Tinnitus Awareness Week takes place from February 6-12 – which aims to generate discussion about the condition and to raise awareness of the support available.
Around 10% of the population suffer with tinnitus. Tinnitus is the hearing of sound when no external sound is present. While often described as a ringing, it may also sound like a clicking, hiss or roaring. The sound may be soft or loud, low pitched or high pitched and appear to be coming from one ear or both.
At Benenden Hospital Consultant Ear Nose Throat Surgeon Nigel Padgham sees tinnitus patients at every one of his clinics.
He said: “Mostly tinnitus causes only an annoyance, but it can be severe and cause depression and there have also been a few suicides, although this is rare.
"About an even amount of men and women have tinnitus, although there are more young men with noise induced hearing loss and more older women with tinnitus.”
Mr Padgham advises people who think they might have tinnitus to visit their GP in the first instance.

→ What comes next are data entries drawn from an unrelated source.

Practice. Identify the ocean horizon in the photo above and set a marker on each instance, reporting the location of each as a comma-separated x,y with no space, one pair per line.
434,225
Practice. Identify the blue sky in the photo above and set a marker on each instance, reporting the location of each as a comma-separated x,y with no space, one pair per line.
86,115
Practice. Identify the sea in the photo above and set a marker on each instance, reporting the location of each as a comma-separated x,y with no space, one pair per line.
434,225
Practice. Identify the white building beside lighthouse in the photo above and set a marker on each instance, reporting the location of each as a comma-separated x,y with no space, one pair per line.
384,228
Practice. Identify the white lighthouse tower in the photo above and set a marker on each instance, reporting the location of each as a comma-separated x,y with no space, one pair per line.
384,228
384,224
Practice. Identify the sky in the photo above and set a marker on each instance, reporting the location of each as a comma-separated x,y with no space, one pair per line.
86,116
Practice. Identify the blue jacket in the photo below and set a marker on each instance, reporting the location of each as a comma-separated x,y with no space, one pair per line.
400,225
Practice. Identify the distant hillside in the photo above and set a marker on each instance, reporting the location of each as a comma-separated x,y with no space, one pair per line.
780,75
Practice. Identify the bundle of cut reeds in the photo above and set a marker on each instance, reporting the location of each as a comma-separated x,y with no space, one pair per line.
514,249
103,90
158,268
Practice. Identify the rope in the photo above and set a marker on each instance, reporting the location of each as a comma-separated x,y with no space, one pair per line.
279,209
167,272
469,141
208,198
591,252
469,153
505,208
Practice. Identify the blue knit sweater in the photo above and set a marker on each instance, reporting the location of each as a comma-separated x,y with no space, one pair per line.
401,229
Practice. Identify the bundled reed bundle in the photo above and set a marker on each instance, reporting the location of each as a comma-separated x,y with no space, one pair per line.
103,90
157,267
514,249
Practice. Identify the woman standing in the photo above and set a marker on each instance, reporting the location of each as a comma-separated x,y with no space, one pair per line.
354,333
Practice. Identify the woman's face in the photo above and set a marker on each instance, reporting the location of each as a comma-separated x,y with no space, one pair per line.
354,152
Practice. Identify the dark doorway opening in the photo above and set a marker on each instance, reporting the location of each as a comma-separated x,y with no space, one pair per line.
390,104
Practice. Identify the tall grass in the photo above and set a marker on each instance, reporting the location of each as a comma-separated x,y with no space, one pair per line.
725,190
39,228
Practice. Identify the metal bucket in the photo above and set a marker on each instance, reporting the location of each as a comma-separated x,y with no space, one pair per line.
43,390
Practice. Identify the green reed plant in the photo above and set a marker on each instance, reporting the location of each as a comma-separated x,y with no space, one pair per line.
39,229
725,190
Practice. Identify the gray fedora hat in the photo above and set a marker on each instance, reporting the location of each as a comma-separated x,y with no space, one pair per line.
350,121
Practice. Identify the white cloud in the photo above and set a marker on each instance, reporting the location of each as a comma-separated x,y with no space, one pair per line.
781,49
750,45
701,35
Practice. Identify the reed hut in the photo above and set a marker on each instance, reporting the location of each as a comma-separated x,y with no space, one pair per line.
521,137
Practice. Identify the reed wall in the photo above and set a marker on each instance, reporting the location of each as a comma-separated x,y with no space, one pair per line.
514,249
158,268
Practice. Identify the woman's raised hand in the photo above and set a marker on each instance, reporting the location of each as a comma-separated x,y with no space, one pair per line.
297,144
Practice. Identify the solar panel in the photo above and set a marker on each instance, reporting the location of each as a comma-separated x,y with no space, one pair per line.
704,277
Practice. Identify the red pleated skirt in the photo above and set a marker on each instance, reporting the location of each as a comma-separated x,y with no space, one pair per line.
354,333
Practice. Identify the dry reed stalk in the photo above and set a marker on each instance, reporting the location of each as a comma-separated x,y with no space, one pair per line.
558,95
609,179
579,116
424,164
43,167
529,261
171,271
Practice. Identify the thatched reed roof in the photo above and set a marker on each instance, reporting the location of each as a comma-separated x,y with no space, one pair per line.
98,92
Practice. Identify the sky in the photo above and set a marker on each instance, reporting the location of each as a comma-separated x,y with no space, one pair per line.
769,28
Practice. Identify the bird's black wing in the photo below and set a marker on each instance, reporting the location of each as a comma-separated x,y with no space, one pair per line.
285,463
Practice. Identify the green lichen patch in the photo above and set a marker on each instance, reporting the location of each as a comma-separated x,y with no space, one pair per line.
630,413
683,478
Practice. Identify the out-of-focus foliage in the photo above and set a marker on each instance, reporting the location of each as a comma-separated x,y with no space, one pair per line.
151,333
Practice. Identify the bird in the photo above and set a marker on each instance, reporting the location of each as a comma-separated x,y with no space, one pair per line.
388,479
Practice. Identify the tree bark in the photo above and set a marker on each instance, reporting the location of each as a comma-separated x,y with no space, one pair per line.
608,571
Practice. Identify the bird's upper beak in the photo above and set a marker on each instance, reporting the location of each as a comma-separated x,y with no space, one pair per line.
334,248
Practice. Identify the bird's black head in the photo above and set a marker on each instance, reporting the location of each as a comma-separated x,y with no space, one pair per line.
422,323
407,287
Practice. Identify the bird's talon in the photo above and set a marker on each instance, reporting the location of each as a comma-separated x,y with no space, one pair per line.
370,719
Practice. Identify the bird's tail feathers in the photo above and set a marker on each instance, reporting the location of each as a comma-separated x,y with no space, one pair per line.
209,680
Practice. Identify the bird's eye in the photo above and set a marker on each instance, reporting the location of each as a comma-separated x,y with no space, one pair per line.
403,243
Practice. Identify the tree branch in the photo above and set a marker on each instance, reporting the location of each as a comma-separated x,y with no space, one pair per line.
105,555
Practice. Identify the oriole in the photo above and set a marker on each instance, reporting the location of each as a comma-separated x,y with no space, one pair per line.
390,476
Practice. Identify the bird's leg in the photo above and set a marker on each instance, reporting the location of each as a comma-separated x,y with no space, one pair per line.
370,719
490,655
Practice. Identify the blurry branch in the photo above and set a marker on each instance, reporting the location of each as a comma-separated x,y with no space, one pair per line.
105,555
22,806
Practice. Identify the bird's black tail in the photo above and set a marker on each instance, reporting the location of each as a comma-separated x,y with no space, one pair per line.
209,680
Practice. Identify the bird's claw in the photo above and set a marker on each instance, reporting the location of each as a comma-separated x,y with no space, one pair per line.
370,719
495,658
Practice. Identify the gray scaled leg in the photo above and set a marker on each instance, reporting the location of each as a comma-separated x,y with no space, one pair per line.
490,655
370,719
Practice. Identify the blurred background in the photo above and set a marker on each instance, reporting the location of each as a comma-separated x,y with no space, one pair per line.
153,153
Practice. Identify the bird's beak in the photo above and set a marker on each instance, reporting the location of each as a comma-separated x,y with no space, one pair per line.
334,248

The GP will then refer the patient to a specialist if necessary or for treatment for an underlying ear condition.
The Consultant Surgeon has written papers about tinnitus. He said: “More people need to be seen in specialist clinics for diagnosis and treatment – not to be told the condition is incurable or that there is no treatment, which can often be the response from non-specialist doctors.”
There are tinnitus support groups across the country. The Ashford Tinnitus Support Group meets at the St Mary’s Community Centre, Rylands Road, Kennington, Ashford. A Maidstone Tinnitus Support Group meets at the United Reformed Church, 67B Week Street, Maidstone.